1. Pediatric patients presenting with large vessel occlusion stroke have a high probability of developing disabling neurological outcomes or death.
2. Most children with large vessel occlusion stroke present to medical attention within the window of opportunity for thrombectomy treatment.
Level of Evidence: 2 (Good)
Study Rundown: Large vessel occlusion (LVO) stroke is well described in adults, and is known to be associated with worse outcomes than other non-LVO arterial ischemic stroke types. However, the natural history and prognosis of LVO stroke, amongst other vascular ischemic events, is poorly understood in the pediatric population. The present study by Bhatia et al sought to characterize the incidence of LVO stroke amongst children in Australia, as well as the associated morbidity and opportunities for intervention. 161 pediatric patients presenting with a stroke between 2010 and 2019 were included in this study over the course of 166 hospital admissions. LVO was present in 39 of these hospitalizations (23.5%), and 13 of these patients (33.3%) underwent therapeutic thrombectomy. The remaining 26 patients received conservative therapy. Patients with LVO stroke were older at baseline than patients with non-LVO stroke. The mean incidence of pediatric acute ischemic stroke was 1.02 per 100,000 person-years and that of pediatric LVO stroke was 0.24 per 100,000 person-years. 73% of patients who had an LVO stroke and no thrombectomy had a functional pediatric mRS score between 3 and 6 (representing disability) at 3 months, while only 50% of those who had undergone thrombectomy were considered to have a disability at 3 months. 35 of the 39 patients with LVO had presented to hospital within 24 hours of the index event. Bhatia et al concluded that LVO stroke is associated with a worse prognosis than non-LVO stroke in children, and that those treated with thrombectomy tended to fare better in terms of disability status even months after the index event. Some strengths of this research include the strong basis for the study (i.e., the extent of available literature about LVO stroke amongst adults) and the long follow up period. However, methodological weaknesses include that the sample size of the study is relatively small, owing to the thankfully low incidence of strokes in children. Additionally, the retrospective nature of this work made it impossible to control for confounding bias. Future research should focus on the potential for therapeutics identified in this study, including eligibility and access to thrombectomy in patients presenting with LVO stroke.

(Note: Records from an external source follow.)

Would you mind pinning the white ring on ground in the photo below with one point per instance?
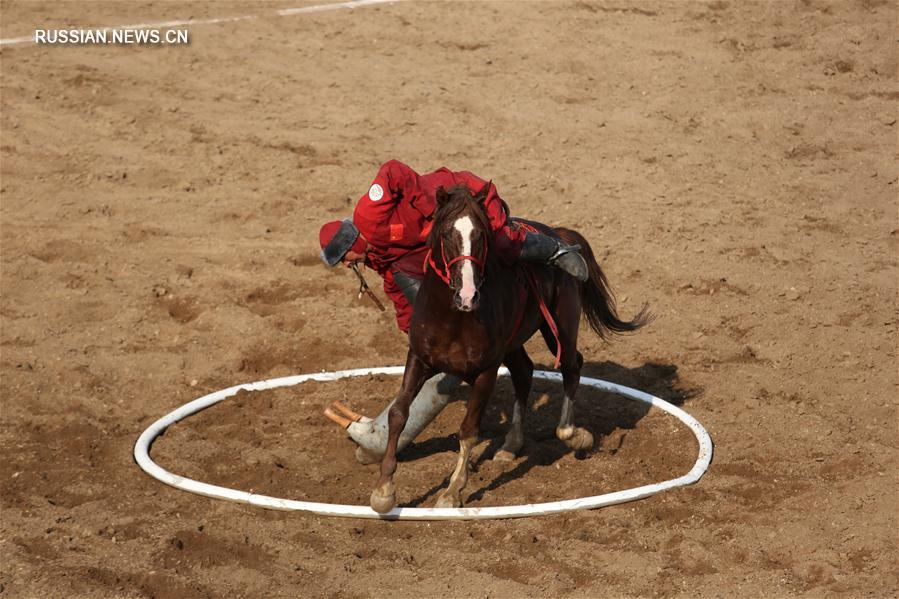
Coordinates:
(142, 456)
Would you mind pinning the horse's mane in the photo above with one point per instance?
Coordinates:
(458, 199)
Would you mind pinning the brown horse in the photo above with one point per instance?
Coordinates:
(473, 314)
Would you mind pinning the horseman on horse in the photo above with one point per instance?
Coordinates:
(388, 233)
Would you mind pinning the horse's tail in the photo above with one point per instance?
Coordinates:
(596, 295)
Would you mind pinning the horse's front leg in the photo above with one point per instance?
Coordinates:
(468, 438)
(383, 498)
(522, 370)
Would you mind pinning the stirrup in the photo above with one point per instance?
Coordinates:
(569, 259)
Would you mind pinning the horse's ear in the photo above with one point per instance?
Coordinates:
(485, 191)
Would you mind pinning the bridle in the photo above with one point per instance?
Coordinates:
(445, 273)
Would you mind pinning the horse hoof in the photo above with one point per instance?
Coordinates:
(564, 433)
(504, 456)
(383, 498)
(363, 456)
(581, 439)
(448, 501)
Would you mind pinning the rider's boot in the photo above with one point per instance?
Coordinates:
(548, 250)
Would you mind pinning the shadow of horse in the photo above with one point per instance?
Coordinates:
(602, 413)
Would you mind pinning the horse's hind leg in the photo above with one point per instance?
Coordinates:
(521, 369)
(568, 315)
(383, 497)
(468, 437)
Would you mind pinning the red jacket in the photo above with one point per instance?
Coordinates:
(395, 216)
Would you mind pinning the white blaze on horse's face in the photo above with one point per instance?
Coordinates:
(467, 292)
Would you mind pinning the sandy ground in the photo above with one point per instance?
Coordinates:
(732, 163)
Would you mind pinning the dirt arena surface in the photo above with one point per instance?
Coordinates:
(732, 163)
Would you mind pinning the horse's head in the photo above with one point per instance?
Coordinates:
(460, 238)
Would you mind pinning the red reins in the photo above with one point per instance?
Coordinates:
(531, 281)
(445, 274)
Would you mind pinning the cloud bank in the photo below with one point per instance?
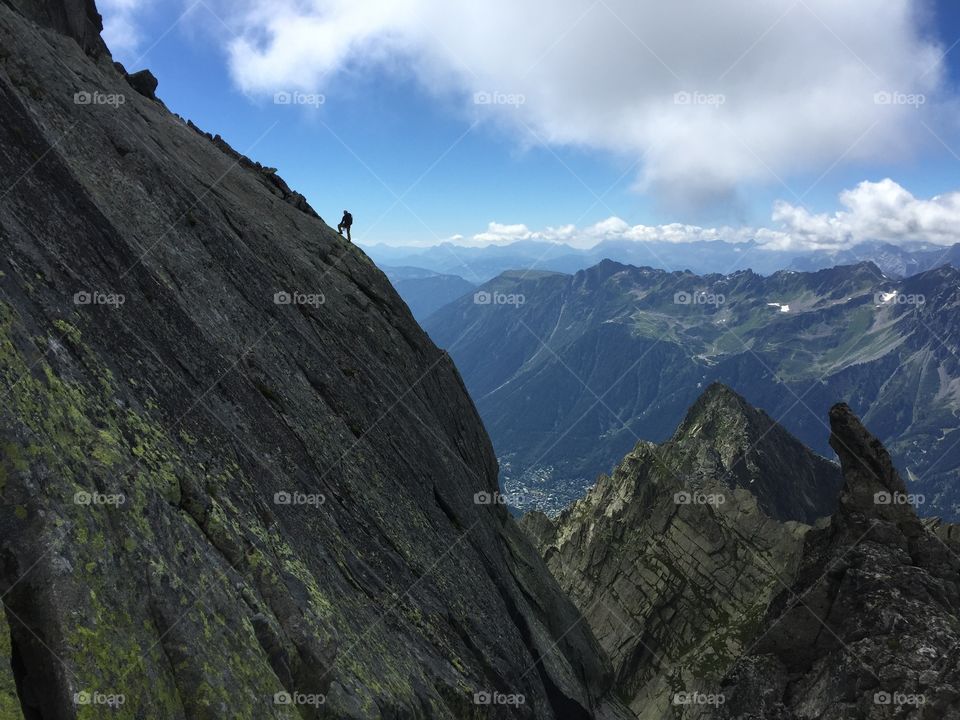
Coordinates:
(873, 211)
(707, 94)
(121, 30)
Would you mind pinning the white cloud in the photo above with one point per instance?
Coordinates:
(873, 211)
(882, 211)
(121, 31)
(711, 94)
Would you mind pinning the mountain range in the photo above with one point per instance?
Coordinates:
(480, 264)
(426, 291)
(713, 601)
(588, 364)
(239, 480)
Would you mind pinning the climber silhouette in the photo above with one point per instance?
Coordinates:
(345, 224)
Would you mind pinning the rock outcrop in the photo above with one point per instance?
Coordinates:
(871, 626)
(238, 480)
(674, 558)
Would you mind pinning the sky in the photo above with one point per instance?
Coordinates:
(798, 123)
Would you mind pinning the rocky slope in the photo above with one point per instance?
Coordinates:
(871, 626)
(238, 480)
(674, 557)
(595, 360)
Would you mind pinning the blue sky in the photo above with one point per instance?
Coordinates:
(394, 123)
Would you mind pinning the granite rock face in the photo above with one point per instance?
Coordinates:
(673, 559)
(871, 626)
(234, 470)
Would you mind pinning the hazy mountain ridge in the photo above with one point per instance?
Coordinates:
(425, 291)
(479, 264)
(618, 353)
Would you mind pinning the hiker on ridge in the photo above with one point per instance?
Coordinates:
(345, 224)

In-Depth [retrospective cohort]: A multicenter, retrospective cohort study was conducted. Patients were eligible for inclusion if they were aged 1 month to 17 years and presented with an acute ischemic stroke between January 2010 and December 2019, as defined by diagnostic codes assigned by a pediatric neurologist. LVO was defined as the acute occlusion of a number of intracerebral arteries as demonstrated on imaging. Imaging characteristics were also used to define the timeline of the vascular event as being either acute or chronic. Population level data to define the incidence rate of stroke was derived from publicly-available national databases. The primary outcome was functional status at 3 months after the index event as measured by the pediatric mRS score. In this system, scores of 1-2 represent no disability, 3-6 represents increasing levels of disability and a score of 7 represents death. The mean incidence of pediatric acute ischemic stroke was 1.02 per 100,000 person-years with a standard deviation of 0.18; the mean incidence of pediatric LVO stroke was 0.24 per 100,000 person-years with a standard deviation of 0.15. Amongst the LVO stroke patients who had no thrombectomy, 19 of 26 (73.1%) had a disability at 3 months; amongst those who had no thrombectomy, 6 of 12 (50%) had a disability at 3 months. Finally, 52 of 126 (41.2%) of patients who had a non-LVO stroke were found to have a disability at 3 months. The most likely site of LVO was within the anterior circulation in 75% of LVO strokes. The odds ratio for poor outcome in patients who had not had thrombectomy compared to those who did following LVO stroke was 3.75 (95% confidence interval 1.05-13.45) at 3 months and 6.07 (1.55-3.73) at the time of the final assessment. This relationship was more pronounced in the patients who had had an anterior cerebral artery occlusion.